Hallo, über eine BV ist die Nutzung sowie die Handhabung eines sogenannten 'Performance Management'-Systems geregelt. Es geht dabei darum, die Ergebnisse von halbjährlichen Mitarbeitergesprächen (datenbanktechnisch) zu dokumentieren, Zielvereinbarungen festzuhalten und die Leistungsbeurteilung der Mitarbeiter abzuspeichern. Des Weiteren ist in der BV geregelt, welche Beschwerdemöglichkeiten der Mitarbeiter hat, wenn er sich falsch beurteilt sieht.

Auf Grund der Tatsache, dass wir als BR seit Jahren feststellen, dass das Tool teilweise mißbräuchlich genutzt wird, weil das "Bedienpersonal" (=Beurteiler) nicht in der Lage ist, es richtig zu bedienen (fehlende Einweisung und Schulungen etc.), denken wir -nach vielen Diskussionen mit dem AG- darüber nach, die BV zu kündigen (3 Monate Kdgs-frist). Ziel soll es sein, dass dieses System vorerst nicht mehr genutzt werden darf.

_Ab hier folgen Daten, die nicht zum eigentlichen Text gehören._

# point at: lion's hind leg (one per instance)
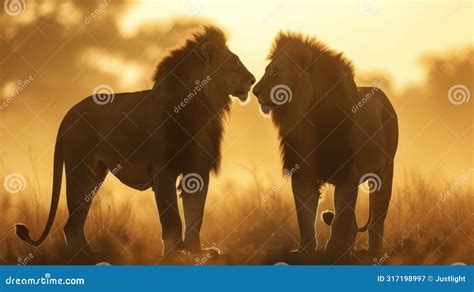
(379, 203)
(82, 183)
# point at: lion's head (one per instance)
(293, 80)
(205, 67)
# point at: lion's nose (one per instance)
(252, 80)
(256, 90)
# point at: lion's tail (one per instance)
(21, 229)
(328, 216)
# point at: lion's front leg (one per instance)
(194, 186)
(344, 226)
(164, 186)
(306, 194)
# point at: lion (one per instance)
(310, 92)
(149, 139)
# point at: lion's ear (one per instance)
(306, 58)
(209, 50)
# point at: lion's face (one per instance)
(285, 84)
(233, 78)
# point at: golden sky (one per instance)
(385, 35)
(52, 42)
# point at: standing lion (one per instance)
(150, 138)
(310, 90)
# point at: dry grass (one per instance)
(249, 225)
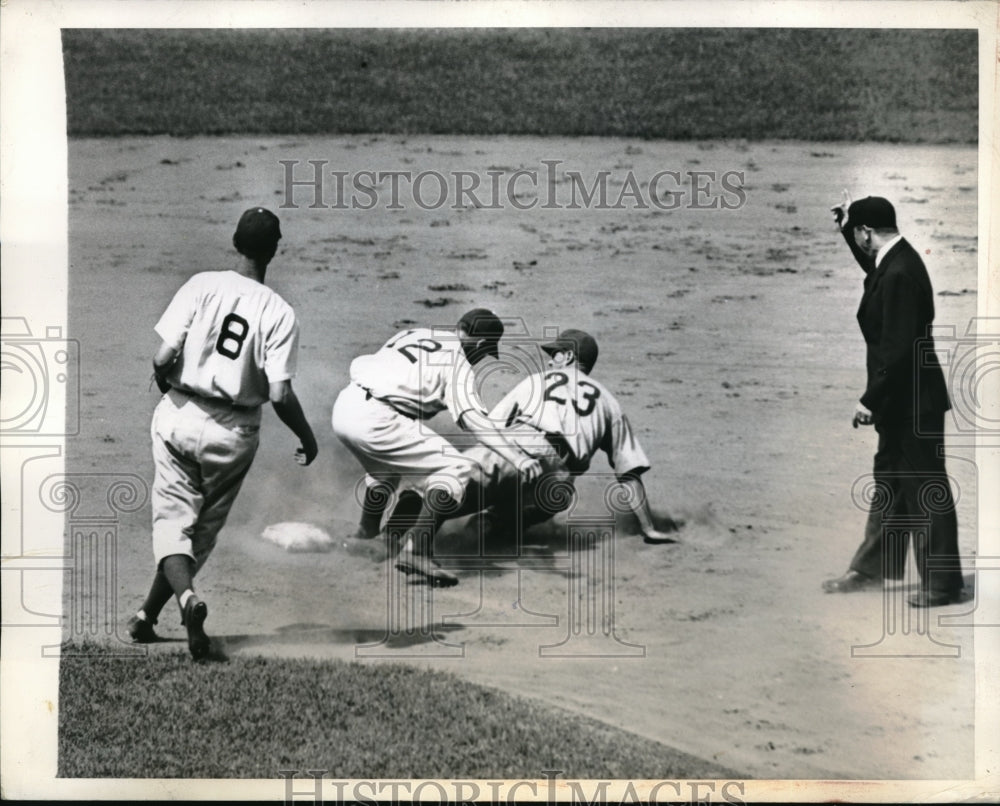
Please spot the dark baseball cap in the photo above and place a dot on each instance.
(482, 323)
(257, 232)
(583, 345)
(872, 211)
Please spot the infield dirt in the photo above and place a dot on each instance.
(728, 335)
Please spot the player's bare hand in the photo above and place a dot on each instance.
(862, 416)
(840, 210)
(531, 470)
(306, 453)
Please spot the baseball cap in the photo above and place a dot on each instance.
(872, 211)
(583, 345)
(257, 232)
(482, 323)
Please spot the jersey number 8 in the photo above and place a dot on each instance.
(234, 332)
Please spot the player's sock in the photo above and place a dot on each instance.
(159, 594)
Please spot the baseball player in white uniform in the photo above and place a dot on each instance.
(229, 344)
(412, 377)
(562, 417)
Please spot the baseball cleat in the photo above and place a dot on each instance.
(411, 563)
(194, 618)
(141, 631)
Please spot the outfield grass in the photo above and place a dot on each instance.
(823, 84)
(167, 717)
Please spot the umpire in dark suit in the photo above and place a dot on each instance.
(906, 399)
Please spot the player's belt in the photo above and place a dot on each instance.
(218, 402)
(561, 446)
(408, 414)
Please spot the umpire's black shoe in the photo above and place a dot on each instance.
(141, 631)
(409, 562)
(932, 598)
(195, 614)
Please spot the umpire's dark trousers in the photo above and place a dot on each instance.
(913, 499)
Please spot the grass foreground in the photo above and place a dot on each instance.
(164, 716)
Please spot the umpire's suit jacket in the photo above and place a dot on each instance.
(896, 311)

Die Fragen, die sich uns nun stellen, sind: entfaltet diese BV Nachwirkung (explizit ist nichts angegeben), weil sie in der Bereich der erzwingbaren fällt? U.U. in Abhängigkeit davon: erreichen wir mit der Kündigung unser Ziel (Nichtnutzung des Systems) überhaupt?

Vielen Dank für die Antworten.

3.851010

Community-Antworten (10)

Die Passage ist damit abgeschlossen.